Membangun Jejak, Bukan Tembok: Pentingnya Untuk Menerima Kritik
Dalam lingkup sosial, kita sering dihadapi dengan individu yang tidak mampu menangkap kritikan dengan baik. Fenomena yang biasa terjadi kali ini dapat digambarkan seperti “Membangun tembok di sekeliling diri”. Artinya, ketika seseorang dihadapkan pada kritik, mereka cenderung menggambarkan sikap defensif dan menolak untuk menerima pandangan dari pihak lain, mengabaikan masukan yang diberikan, seolah menganggap tidak terjadi apa-apa diluar tembok yang dibangun.
Realitanya ini bukan seperti pada cerita ‘Attack on Titan’, disaat sebuah kota dikelilingi oleh tembok-tembok besar yang menciptakan sebuah batasan sehingga dapat menjadi penghalang bagi mereka untuk menerima sebuah pandangan yang berharga, kritik berharga dalam sebuah tanda mengenali kelemahan maupun kelebihan mereka. Selama dinding terbangun kokoh, mereka akan terjebak dalam ketidakpahaman dan keterlambatan dalam berbagai hal.
Mereka membangun sebuah pertahanan dan merasa aman dari serangan kritik, namun mereka tidak sadar di waktu yang sama pula mereka menutup diri terhadap kesempatan untuk belajar serta berkembang dari masukan yang diberikan dari orang lain. Sudah terlihat jelas, tergambarkan jelas bahwa sikap ini sangat merugikan. Baik individu maupun bagi lingkungan disekitarnya.
Ketidakmampuan bukanlah kelebihan— justru akan merambat pada lambatnya pertumbuhan pribadi dan profesional. Kecacatan ini akan tercipta oleh dirinya sendiri. Suasana terasa tidak sehat, apalagi pada hubungan interpersonal.

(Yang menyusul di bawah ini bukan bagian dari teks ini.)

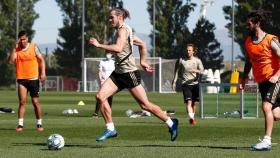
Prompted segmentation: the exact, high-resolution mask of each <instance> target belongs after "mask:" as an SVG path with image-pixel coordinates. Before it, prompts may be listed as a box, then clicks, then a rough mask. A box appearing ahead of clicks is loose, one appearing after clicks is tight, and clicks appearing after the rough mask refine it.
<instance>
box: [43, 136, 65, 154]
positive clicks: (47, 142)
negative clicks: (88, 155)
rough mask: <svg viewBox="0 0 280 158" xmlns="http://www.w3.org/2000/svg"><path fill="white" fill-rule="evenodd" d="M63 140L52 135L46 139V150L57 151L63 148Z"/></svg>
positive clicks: (60, 136)
mask: <svg viewBox="0 0 280 158" xmlns="http://www.w3.org/2000/svg"><path fill="white" fill-rule="evenodd" d="M64 144H65V142H64V138H63V137H62V136H61V135H59V134H52V135H50V136H49V138H48V142H47V145H48V148H49V150H59V149H62V148H63V147H64Z"/></svg>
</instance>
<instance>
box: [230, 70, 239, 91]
mask: <svg viewBox="0 0 280 158" xmlns="http://www.w3.org/2000/svg"><path fill="white" fill-rule="evenodd" d="M238 80H239V72H238V71H237V70H236V69H235V70H234V71H233V72H232V73H231V77H230V83H232V84H237V83H238ZM230 93H232V94H235V93H237V86H231V87H230Z"/></svg>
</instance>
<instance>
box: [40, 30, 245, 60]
mask: <svg viewBox="0 0 280 158" xmlns="http://www.w3.org/2000/svg"><path fill="white" fill-rule="evenodd" d="M136 35H137V36H138V37H139V38H141V39H142V40H144V41H145V42H146V44H147V47H148V50H151V49H152V43H151V39H150V37H149V35H148V34H144V33H136ZM215 35H216V38H217V39H218V41H219V42H220V43H221V49H222V50H223V55H224V60H225V61H230V60H231V38H229V37H228V32H227V30H226V29H217V30H216V31H215ZM38 47H39V48H40V50H41V52H42V53H44V54H45V53H46V49H48V53H53V52H54V50H55V48H56V47H57V44H56V43H44V44H38ZM137 50H138V49H137V47H134V55H135V56H139V53H138V52H137ZM238 55H241V51H240V47H239V45H238V44H237V43H235V44H234V60H236V57H237V56H238Z"/></svg>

Ketika seseorang benar-benar tidak mendengarkan kritik, muncullah ketegangan dan konflik sehingga mengganggu orang-orang disekitar mereka pasti merasa frustasi dan segan untuk memberikan masukan kedepannya, yang pada akhirnya akan semakin memperburuk situasi.
Terlepas dari semua itu, sudah jelas betapa pentingnya membuka diri menerima masukan terhadap kritik, serta memandangnya sebagai kesempatan berharga dalam belajar dan berkembang. Menerima kritik dengan baik mencerminkan sebuah kedewasaan dalam mengatur emosi, menunjukan komitmen untuk menjadi pribadi yang lebih baik.
Dunia terus berubah, kemampuan untuk sadar untuk mendengarkan dan merenungkan masukan dari orang lain adalah keterampilan yang sangat berharga. Kritik yang disampaikan secara konstruktif dapat menjadi air yang memantulkan aspek-aspek pada diri kita yang mungkin tidak kita sadari.
Berproses memang tidak mudah, sebagaimana halnya menerima kritik. kritik sering kali dapat terasa menyakitkan dan menantang ego kita. Namun, jika kita mampu melampaui rasa sakit tersebut, kita akan menyadari bahwa setiap masukan adalah peluang berharga untuk bisa dirasakan pada saat-saat berharga bersamaan dengan pertumbuhan dan pengembangan diri. Pada akhirnya kita bisa menangkap bahwa setiap masukan merupakan kesempatan untuk bertumbuh.
Mari berusaha untuk tidak ‘menarik diri ke dalam tembok’ terhadap kritik. Sebaliknya, dengarkanlah dengan baik setiap masukan yang diberikan. Hal ini tidak hanya menguntungkan diri sendiri untuk bertumbuh, ada hasil plus yang bisa diraih seperti membuka gerbang lebih lebar dalam mendukung kegiatan berdialog dengan terbuka sambil bertukar ide. Sikap yang seperti ini akan membawa kita lebih jauh menuju pencapaian yang lebih besar dimasa depan pada kehidupan pribadi dan profesional.
Dengan menerima kritik sebagai bagian dari perjalanan kita, kita akan semakin mendekati versi terbaik dari kita yang penuh potensi dan kemampuan untuk mencapai impian kita.